In April 1996, the Ottawa Festival Network officially became an incorporated entity, representing a diverse group of not-for-profit member festivals that celebrated various cultures, arts, and entertainment. A significant milestone came in April 2006 when the network commemorated its 10th anniversary with the "Launch of the Festival Season" event. This occasion celebrated Ottawa's festival industry, which had made a substantial contribution to the region's art, culture, and entertainment scene over the past decade. The event introduced a new official name, Ottawa Festivals d'Ottawa, along with a refreshed logo, a 10th-anniversary brochure, and an updated website.
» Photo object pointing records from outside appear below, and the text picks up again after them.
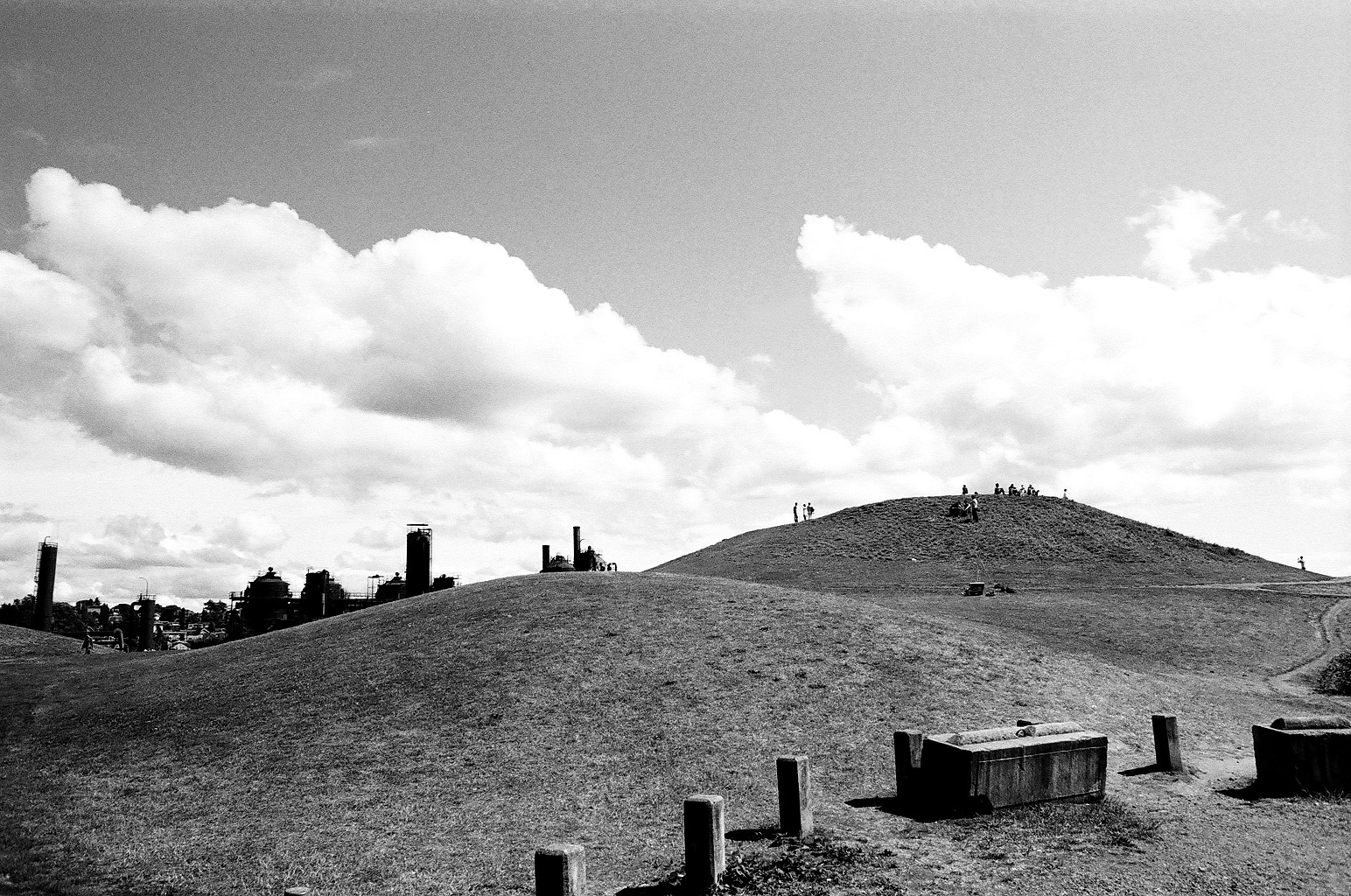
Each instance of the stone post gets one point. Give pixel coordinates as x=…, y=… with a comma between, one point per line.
x=561, y=871
x=909, y=747
x=705, y=857
x=794, y=794
x=1167, y=754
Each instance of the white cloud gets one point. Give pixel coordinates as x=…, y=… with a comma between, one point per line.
x=1182, y=226
x=241, y=340
x=434, y=377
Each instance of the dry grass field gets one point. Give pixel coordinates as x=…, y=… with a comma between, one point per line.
x=427, y=746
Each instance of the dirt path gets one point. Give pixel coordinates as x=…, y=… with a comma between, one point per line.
x=1334, y=630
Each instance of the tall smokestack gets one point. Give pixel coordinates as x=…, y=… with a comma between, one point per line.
x=417, y=570
x=46, y=584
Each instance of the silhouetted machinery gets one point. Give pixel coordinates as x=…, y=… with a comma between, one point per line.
x=266, y=602
x=46, y=580
x=417, y=572
x=583, y=561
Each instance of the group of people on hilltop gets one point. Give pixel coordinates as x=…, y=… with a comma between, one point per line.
x=1015, y=491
It highlighted the industry's growth, its impact on local tourism and the economy.

Before the establishment of Ottawa Festivals, the National Capital Region Festival Network was formed in 1986 as the first collaborative effort by festivals in the area. At that time, festivals were not formally recognized by the City of Ottawa as a means of economic development and tourism promotion. The group, consisting of organizers from various festivals, worked together to advocate for the recognition of festivals as more than just community recreation. With the support of the Culture Division of the City of Ottawa, they developed criteria and established a festival program that allowed festivals to apply for annual funding.

==Festival members==
- Winterlude
- Ottawa Irish Festival
- Maple Sugar Festival
- Ottawa International Writers Festival - Spring Edition
- Victoria Day Festival
- Canadian Tulip Festival
- Ottawa International Children's Festival
- Ottawa Marathon
- Carnival of Cultures
- Canada Dance Festival
- Magnetic North Theatre Festival
- Italian Week
- Westfest
- Festival Franco Ontarien
- Ottawa Fringe Festival
- Ottawa Dragon Boat Festival
- Summer Solstice Aboriginal Arts Festival
- TD Canada Trust Ottawa International Jazz Festival
- Canada Day Arts Festival
- Unisong Canadian Choir Festival
- Canada Day
- Ottawa Bluesfest
- Sound and Light Show on Parliament Hill/Son et lumière
- HOPE Volleyball Summerfest
- The Great India Festival (formerly, Festival of India)
- Ottawa Turkish Festival
- Orchestras in the Park
- Ottawa International Chamber Music Festival
- Ottawa Lumière Festival
- Navan Fair
- Ottawa Greekfest
- Ottawa Folk Festival
- SuperEx
- Ottawa Reggae Festival
- Capital Pride
- Capital Vélo Fest
- Richmond Fair
- Carp Fair
- Metcalfe Fair
- Fall Rhapsody
- Ontario Council of Folk Festivals Conference
- Ottawa International Animation Festival
- Ottawa International Writers Festival - Fall Edition
- Lebanorama
- Ottawa Storytelling Festival
- Canadian Folk Music Awards
- 3i Summit: Imagine - Interact - Inspire
- Christmas Lights Across Canada
- Festival X
- Music and Beyond
- South Asian Festival
- Summer Fling – A Theatrical Affair!